One of the most significant sections of the whole of the Rule of Benedict is Chapter 7, which is the virtues of life that we are to cultivate when we embrace Benedictine spirituality. And one of the principal virtues, maybe the singular principal virtue, that Benedict identifies, is the virtue of humility. And yet he immediately then goes on to describe humility in ways that we as modern hearers might think quite abrasive and problematic. Humility as an act of humiliation, of self-denial to the point that we let others abuse or oppress or step on us.

The great 20th century Benedictine nun and spiritual writer Joan Chidester, in her commentary on the Rule of Saint Benedict, I think helpfully describes this balancing act. And she wrote this. I want you to hear. This is a little bit of a long paragraph. But she wrote this in 1993, 30 years ago. Over 30 years ago. And yet how prescient it is for us today too. She writes:

"The Roman Empire in which Benedict of Nursia wrote his alternative rule of life was a civilization in a decline not unlike our own. The economy was deteriorating. The helpless were being destroyed by the warlike. The rich lived on the backs of the poor. The powerful few made decisions that profited them, but plunged the powerless, many, into continual chaos. The empire expended more and more of its resources on militarism designed to maintain a system that, strained from within and threatened from without, was already long dead. It is an environment like that into which Benedict of Nursia flung a rule for privileged Roman citizens calling for humility: a proper sense of self in a universe of wonders. When we make ourselves God, no one in the world is safe in our presence. Humility, in other words, is the basis for right relationships in life."

"Later centuries distorted the notion and confused the concept of humility with lack of self-esteem, and substituted the warped and useless practice... of self-neglect. The warped and useless practice of humiliation. In other words," she says, "it is the basis, again, for right relationships in life."

I want us, as we think this morning, about what it is that we are hearing called to in John’s admonition, to consider what it means for us to respond with humility in a time of waiting. Because it’s not just about living our lives in our little bubbles in our echo chambers in a better, more Christ-centered way. But humility, humility is also, when we embrace it fully, a call to action, a call to life lived in the public square.

Later on in the Rule of Saint Benedict and then in the Benedictine tradition, we have this concept of fidelity that gets developed. In Latin, conversio morum, a conversion of manners or a conversion of life.

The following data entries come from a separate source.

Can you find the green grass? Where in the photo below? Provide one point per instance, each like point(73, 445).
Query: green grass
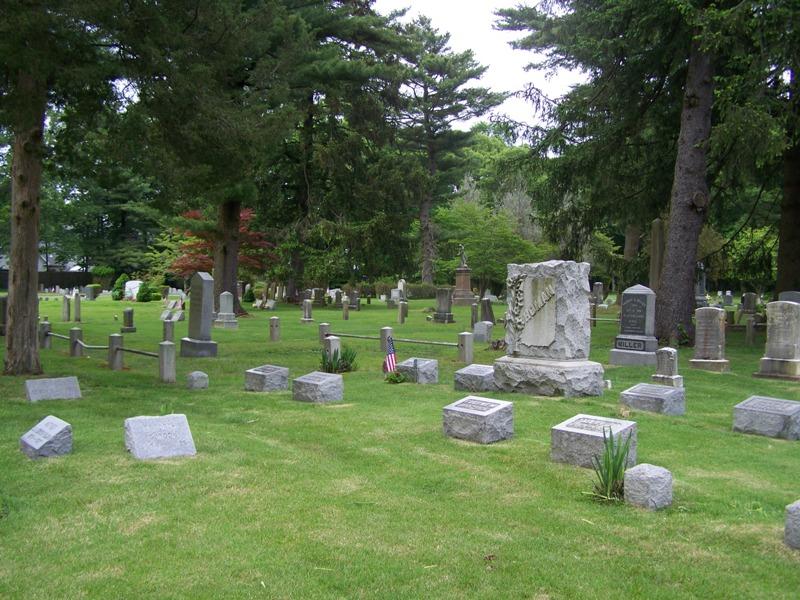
point(367, 498)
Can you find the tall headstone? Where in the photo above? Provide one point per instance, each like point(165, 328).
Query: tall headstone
point(667, 368)
point(709, 340)
point(444, 306)
point(636, 344)
point(76, 306)
point(201, 306)
point(548, 332)
point(65, 308)
point(307, 318)
point(656, 252)
point(782, 355)
point(226, 318)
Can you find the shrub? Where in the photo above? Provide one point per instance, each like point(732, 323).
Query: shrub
point(609, 468)
point(421, 290)
point(338, 363)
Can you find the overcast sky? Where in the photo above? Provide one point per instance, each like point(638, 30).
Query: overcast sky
point(470, 25)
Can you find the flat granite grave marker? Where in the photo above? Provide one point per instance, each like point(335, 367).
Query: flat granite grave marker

And it’s not just a conversion that happens. Our English doesn’t really do this very well—happens in a once-off situation where it’s done and we move on—but it is an eternal present, an ongoing conversion of life that happens every moment of every day, a constant process of living newly. As we talked about last week, that Benedictine adage that we always begin again.

And I think it’s in that space then, in humility, that we are able to see the goodness of the world even in times of great brokenness. That we have someone like Calvin Coolidge, one of our least liked presidents, offering such a profound observation on the power of persistence and perseverance. When we consider anew what John is calling us to, the admonition against running away, the call to stay in the muck and the mire.

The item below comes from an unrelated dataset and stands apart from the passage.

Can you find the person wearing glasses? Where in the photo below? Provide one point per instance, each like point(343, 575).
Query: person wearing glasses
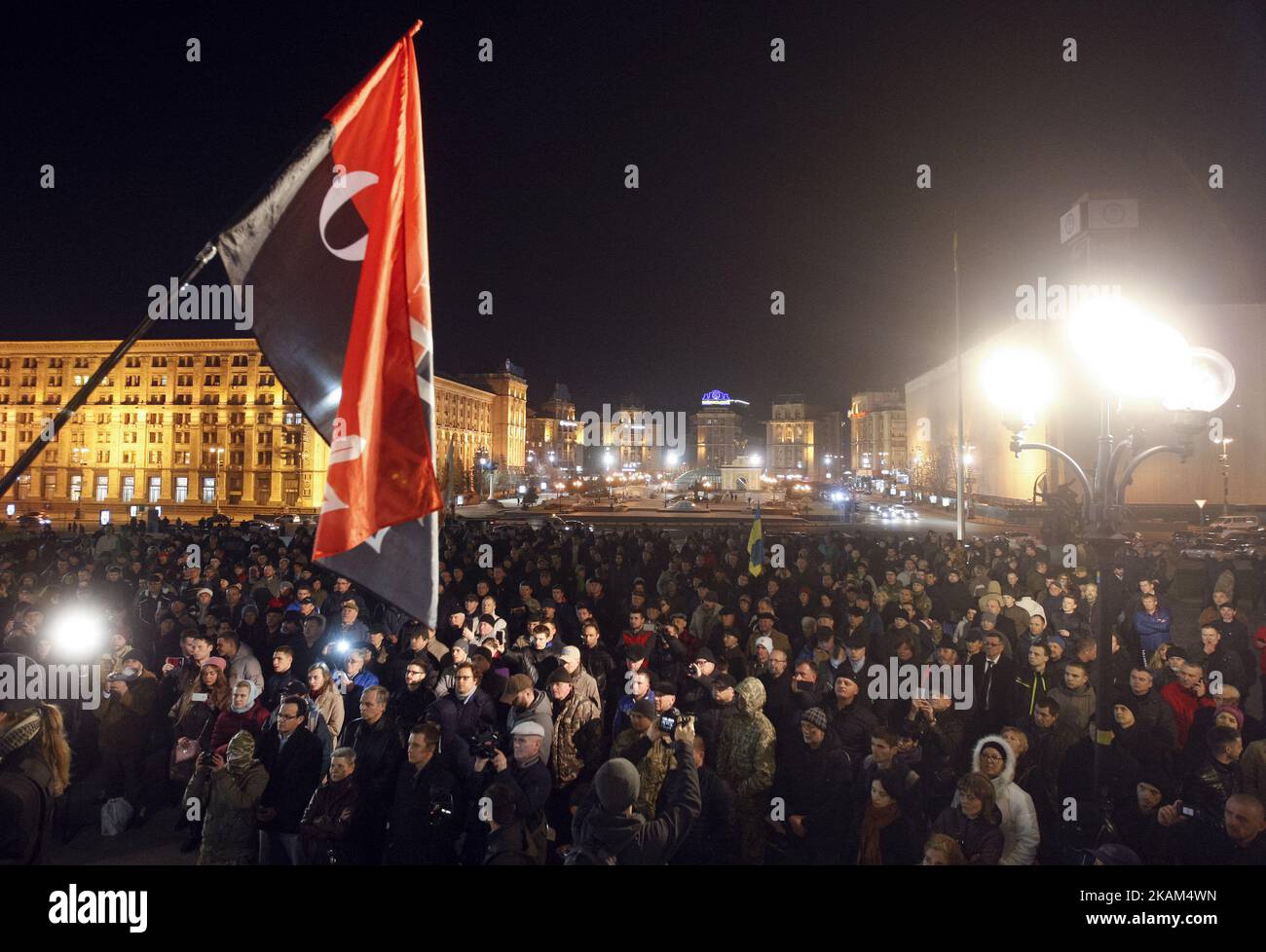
point(292, 757)
point(995, 758)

We have a call to be present. Prayerfully. Humbly. Committedly. To the needs and challenges that we face in the world around us. Even when things seem difficult. We have a call to stay. To await. And to work.

So friends, on this Second Sunday of Advent, as we continue this journey of awaiting, as we continue to seek the light and await the light in a time of darkness. May we hear this invitation to humility anew. Refresh our commitment to our call to walk with humility. And to ever more focus and center ourselves on the actions of compassion, love, and work of renewal that God is calling us into in this time and always. In the name of the Father, and of the Son, and of the Holy Spirit. Amen.